What is the hybridization state of the cation part of solid \[PC{{l}_{5}}\].
(A) \[s{{p}^{3}}{{d}^{2}}\]
(B) \[s{{p}^{2}}\]
(C) \[s{{p}^{3}}\]
(D) \[s{{p}^{3}}d\]

Answer 1

Hint: For writing the hybridization of \[PC{{l}_{5}}\] we have to draw the structure of \[PC{{l}_{5}}\] and then we have to count number of lone pairs, shared number of electrons and number of single bonds.

Step by step solution:
Hybridisation is the concept of mixing atomic orbitals into new hybrid orbitals (with different energies, shapes, etc.) suitable for the pairing of electrons to form chemical bonds in valence bond theory. Hybrid orbitals are very useful in the explanation of molecular geometry and atomic bonding properties and are symmetrically disposed in space.
Lattice energy is usually the largest factor in determining the stability of an ionic solid. The extra energy gained by the lattice energy more than compensates for the energy needed to transfer a chloride ion from one \[PC{{l}_{5}}\] molecule to another. Thus, \[PC{{l}_{5}}\] exists as an ionic solid and ions are \[PC{{l}_{4}}^{+}\] and \[PC{{l}_{6}}^{-}\].
Here the cation is \[PC{{l}_{4}}^{+}\]:
So, here ‘P’ has 5 valence electrons. In the cation part it has +1 charge on ‘P’, so it has only four electrons in its valence shell it has 4 electrons and these four electrons get paired with four chlorine atoms. And it has zero lone pair. So, the hybridization of \[PC{{l}_{4}}^{+}\] is \[s{{p}^{3}}\].
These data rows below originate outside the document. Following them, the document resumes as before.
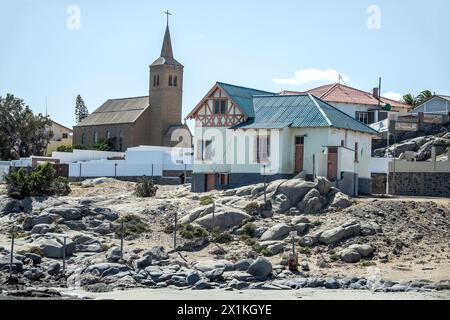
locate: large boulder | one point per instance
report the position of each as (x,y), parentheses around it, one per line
(52,246)
(340,233)
(260,268)
(313,202)
(295,189)
(276,232)
(224,219)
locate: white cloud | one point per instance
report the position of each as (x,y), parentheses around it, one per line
(313,75)
(393,95)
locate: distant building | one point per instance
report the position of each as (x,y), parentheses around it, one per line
(437,104)
(359,104)
(242,134)
(153,120)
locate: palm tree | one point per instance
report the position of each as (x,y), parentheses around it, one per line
(423,96)
(409,99)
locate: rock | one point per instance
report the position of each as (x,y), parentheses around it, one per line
(323,185)
(364,250)
(349,255)
(5,263)
(106,213)
(238,285)
(295,189)
(243,265)
(277,232)
(34,257)
(342,232)
(215,274)
(260,268)
(304,265)
(202,285)
(113,255)
(281,203)
(340,201)
(224,219)
(143,262)
(157,253)
(313,202)
(42,229)
(300,219)
(192,278)
(86,243)
(52,246)
(66,212)
(54,269)
(106,269)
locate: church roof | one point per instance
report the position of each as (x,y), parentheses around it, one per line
(115,111)
(166,52)
(299,111)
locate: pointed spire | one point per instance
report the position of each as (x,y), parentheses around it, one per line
(166,50)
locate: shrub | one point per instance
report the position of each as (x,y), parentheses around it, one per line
(145,188)
(249,229)
(132,226)
(41,181)
(206,200)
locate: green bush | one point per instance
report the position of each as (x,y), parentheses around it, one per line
(41,181)
(132,226)
(145,188)
(206,200)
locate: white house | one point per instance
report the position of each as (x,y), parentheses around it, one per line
(438,104)
(359,104)
(243,134)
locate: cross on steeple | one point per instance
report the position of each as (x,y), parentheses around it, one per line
(168,14)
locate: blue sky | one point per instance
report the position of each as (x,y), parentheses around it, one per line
(260,44)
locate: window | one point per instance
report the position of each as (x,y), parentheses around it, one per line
(224,179)
(220,106)
(204,150)
(362,116)
(262,148)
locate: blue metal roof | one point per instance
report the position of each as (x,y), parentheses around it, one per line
(242,96)
(299,111)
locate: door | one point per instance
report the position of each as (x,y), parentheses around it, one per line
(299,150)
(210,182)
(332,164)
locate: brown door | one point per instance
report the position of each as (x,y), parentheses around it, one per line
(332,164)
(210,182)
(299,148)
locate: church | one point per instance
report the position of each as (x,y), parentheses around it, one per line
(153,120)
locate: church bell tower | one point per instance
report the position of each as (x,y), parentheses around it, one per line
(166,91)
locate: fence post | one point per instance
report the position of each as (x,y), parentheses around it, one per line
(175,226)
(64,255)
(121,241)
(11,258)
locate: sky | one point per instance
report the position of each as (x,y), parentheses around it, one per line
(53,50)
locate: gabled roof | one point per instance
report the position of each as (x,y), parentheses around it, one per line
(241,96)
(115,111)
(299,111)
(340,93)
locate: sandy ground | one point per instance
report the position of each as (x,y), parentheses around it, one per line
(266,295)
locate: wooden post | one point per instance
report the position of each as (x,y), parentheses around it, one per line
(64,255)
(175,226)
(121,241)
(11,258)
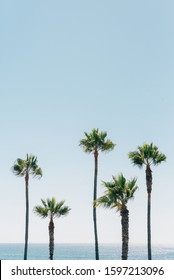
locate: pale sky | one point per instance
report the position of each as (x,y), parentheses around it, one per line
(70,66)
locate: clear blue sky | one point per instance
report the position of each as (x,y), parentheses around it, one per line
(67,67)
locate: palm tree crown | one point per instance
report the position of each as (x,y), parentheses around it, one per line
(27,166)
(147,154)
(93,143)
(51,209)
(118,193)
(96,141)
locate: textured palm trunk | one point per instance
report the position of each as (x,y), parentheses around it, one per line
(94,208)
(149,190)
(51,238)
(125,232)
(27,216)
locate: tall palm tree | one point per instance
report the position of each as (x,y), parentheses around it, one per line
(147,155)
(51,209)
(95,142)
(118,193)
(25,168)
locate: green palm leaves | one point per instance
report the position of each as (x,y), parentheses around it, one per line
(118,193)
(96,141)
(147,155)
(27,166)
(93,143)
(51,209)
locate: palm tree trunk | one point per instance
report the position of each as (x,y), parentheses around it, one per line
(51,237)
(125,232)
(149,190)
(94,208)
(27,216)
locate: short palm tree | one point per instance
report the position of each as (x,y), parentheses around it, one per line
(93,143)
(147,155)
(25,168)
(118,193)
(51,209)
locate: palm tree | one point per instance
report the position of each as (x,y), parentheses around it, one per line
(117,195)
(51,209)
(25,168)
(147,155)
(93,143)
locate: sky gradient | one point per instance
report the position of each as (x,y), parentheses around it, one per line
(70,66)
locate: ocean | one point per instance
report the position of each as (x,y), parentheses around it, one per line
(83,252)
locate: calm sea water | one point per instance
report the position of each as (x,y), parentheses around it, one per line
(83,252)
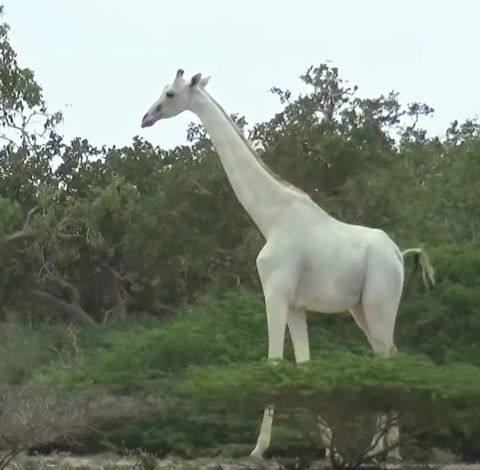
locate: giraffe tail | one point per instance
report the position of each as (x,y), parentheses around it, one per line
(421,258)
So, the correct answer is option “C”.

Note: Here \[PC{{l}_{5}}\] has \[s{{p}^{3}}d\] and \[PC{{l}_{6}}^{-}\] has \[s{{p}^{3}}{{d}^{2}}\]. These ions in solid are to increase interionic bond attraction. The P - Cl bond is formed by the overlap of a phosphorus \[s{{p}^{3}}\] orbital with a chlorine p orbital.